Using this intuition regarding the homology groups telling us how many $i$-dimensional holes are in a complex, what do you expect the homology groups to be for two spheres which have one point in common as below?

Hint, we can prove that it is the same as the sphere except in $H_{2}$ where there is an additional copy of ${\mathbb Z}$ (why?  what is it generated by?) and so we have $H_{i} = 0$ for every $i \neq 0, 2$ and $H_{0} = {\mathbb Z}$, $H_{2} = {\mathbb Z}\oplus {\mathbb Z}$.  Calculate this for yourself explicitly.

### 5 Responses to “Homology Primer 3: Introductory Examples!”

1. Landau said

Nice, thanks for writing this up! Little remark: when you say “Now thing about this: when is the boundary of some 1-chain going to be 0? If we have (…) Implying that a=b”, that last bit should be ‘implying that x=y’.

2. matrixbud said

In step 4 at the beginning of the article I believe you meant to put the i+1 in your denominator rather than in the numerator?

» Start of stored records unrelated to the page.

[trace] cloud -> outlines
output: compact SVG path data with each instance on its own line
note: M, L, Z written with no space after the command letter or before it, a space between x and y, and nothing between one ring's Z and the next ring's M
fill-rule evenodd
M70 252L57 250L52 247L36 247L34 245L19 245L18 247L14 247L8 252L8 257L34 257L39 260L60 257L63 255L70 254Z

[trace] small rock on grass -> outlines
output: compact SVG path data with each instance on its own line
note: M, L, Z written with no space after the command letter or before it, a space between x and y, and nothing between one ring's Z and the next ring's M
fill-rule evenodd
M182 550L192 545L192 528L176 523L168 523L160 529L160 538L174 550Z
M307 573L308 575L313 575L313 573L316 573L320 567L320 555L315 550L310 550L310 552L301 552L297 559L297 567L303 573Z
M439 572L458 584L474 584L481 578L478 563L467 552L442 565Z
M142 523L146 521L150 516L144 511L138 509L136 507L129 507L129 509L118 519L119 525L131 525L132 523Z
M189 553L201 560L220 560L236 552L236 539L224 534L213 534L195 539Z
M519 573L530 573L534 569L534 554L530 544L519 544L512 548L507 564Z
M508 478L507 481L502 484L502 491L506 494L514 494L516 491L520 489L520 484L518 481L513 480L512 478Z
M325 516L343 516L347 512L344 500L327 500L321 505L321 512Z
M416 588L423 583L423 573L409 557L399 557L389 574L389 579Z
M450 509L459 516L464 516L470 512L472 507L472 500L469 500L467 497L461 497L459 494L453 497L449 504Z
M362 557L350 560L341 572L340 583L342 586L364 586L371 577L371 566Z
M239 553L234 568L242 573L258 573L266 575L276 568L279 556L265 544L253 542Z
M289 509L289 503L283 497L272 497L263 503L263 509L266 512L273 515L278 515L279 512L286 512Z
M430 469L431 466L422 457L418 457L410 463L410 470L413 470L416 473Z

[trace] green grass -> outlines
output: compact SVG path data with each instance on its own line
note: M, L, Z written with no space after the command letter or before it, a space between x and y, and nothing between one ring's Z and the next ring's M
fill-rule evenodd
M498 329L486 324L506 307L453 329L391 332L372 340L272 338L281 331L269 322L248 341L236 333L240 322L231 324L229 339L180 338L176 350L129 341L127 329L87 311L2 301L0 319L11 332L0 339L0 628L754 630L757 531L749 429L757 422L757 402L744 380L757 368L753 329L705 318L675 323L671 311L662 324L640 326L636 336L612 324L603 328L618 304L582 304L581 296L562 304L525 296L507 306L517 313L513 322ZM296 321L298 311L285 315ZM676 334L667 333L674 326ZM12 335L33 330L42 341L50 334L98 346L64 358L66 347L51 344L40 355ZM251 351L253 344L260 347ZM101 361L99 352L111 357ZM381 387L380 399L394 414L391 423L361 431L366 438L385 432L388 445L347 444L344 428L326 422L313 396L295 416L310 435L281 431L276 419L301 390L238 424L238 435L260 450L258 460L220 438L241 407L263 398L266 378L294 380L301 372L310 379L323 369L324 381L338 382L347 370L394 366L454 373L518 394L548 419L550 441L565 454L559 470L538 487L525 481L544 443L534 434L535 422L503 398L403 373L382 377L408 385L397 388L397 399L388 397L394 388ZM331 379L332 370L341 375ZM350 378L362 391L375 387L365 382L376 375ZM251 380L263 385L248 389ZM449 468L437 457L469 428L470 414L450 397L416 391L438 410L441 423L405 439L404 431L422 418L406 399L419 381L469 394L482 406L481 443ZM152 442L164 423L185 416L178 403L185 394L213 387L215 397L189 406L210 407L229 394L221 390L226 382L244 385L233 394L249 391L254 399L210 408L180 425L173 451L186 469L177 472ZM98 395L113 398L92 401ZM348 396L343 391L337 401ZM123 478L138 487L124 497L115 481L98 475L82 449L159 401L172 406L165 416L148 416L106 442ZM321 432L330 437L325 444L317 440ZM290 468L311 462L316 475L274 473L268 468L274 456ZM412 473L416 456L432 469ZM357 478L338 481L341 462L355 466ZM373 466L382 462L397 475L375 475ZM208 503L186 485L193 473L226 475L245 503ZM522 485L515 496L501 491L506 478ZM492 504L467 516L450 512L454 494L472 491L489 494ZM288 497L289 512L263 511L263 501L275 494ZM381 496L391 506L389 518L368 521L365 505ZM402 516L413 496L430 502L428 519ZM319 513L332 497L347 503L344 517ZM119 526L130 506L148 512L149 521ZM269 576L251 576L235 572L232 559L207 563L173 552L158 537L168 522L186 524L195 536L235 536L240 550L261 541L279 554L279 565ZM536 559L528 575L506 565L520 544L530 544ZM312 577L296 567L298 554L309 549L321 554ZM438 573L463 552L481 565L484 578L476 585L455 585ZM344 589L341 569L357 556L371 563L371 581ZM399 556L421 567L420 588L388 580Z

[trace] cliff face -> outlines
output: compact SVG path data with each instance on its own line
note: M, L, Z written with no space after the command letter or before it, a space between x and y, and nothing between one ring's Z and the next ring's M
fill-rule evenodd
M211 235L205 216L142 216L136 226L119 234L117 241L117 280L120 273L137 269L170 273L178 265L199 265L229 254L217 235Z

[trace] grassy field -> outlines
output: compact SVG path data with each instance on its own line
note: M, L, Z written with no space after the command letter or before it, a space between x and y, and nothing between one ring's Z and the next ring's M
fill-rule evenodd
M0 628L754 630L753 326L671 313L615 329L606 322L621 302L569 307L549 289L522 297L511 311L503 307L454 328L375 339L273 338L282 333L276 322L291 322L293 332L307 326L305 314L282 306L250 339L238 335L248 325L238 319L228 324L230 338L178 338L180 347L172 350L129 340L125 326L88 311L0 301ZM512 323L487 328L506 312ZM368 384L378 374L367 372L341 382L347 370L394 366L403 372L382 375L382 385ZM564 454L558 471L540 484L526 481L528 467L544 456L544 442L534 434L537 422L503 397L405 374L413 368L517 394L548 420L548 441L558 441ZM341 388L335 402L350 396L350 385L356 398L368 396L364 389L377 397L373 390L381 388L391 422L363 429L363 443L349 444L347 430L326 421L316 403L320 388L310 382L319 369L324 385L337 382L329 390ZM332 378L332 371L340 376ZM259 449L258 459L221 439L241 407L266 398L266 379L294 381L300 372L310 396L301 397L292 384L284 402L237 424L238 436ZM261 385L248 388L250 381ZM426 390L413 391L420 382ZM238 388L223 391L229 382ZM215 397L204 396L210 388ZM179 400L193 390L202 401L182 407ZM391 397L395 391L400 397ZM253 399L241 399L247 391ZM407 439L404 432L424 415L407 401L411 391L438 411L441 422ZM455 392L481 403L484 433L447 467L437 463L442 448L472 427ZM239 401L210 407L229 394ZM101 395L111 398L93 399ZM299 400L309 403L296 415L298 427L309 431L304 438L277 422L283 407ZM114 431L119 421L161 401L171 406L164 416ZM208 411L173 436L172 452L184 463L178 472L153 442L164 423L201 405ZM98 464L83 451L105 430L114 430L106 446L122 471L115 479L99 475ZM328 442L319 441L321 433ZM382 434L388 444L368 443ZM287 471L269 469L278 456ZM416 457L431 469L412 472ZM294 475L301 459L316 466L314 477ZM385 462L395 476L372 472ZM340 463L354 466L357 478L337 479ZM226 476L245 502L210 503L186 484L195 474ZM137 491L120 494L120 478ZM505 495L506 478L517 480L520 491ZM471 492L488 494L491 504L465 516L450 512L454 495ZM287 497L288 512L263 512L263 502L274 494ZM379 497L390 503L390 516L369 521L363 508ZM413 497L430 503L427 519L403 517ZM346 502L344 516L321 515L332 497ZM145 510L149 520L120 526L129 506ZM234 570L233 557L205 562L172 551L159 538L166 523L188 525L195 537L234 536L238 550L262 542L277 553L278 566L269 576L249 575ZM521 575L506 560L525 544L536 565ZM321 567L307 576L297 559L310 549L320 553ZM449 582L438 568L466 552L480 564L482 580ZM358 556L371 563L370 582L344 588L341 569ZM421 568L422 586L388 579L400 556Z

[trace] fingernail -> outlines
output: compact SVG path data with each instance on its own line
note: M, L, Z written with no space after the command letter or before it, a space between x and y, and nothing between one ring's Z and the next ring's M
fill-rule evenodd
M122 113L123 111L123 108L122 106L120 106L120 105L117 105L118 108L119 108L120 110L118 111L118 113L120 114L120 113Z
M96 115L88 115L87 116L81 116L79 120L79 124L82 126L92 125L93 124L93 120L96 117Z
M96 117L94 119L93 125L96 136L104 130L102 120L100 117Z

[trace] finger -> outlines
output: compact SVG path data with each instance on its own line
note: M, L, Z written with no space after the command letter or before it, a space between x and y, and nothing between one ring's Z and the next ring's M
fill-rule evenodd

Nice article. I learned a lot as I was starting to do such computations myself and wanted some way to check my answers. I learned more than I thought there was to learn. Thank you so much.

Souldn’t the hole alluded to, for the case of the Sphere, and implied by non-vanishing $H_{2}$, be 3-dimensional, instead of 2-dimensional?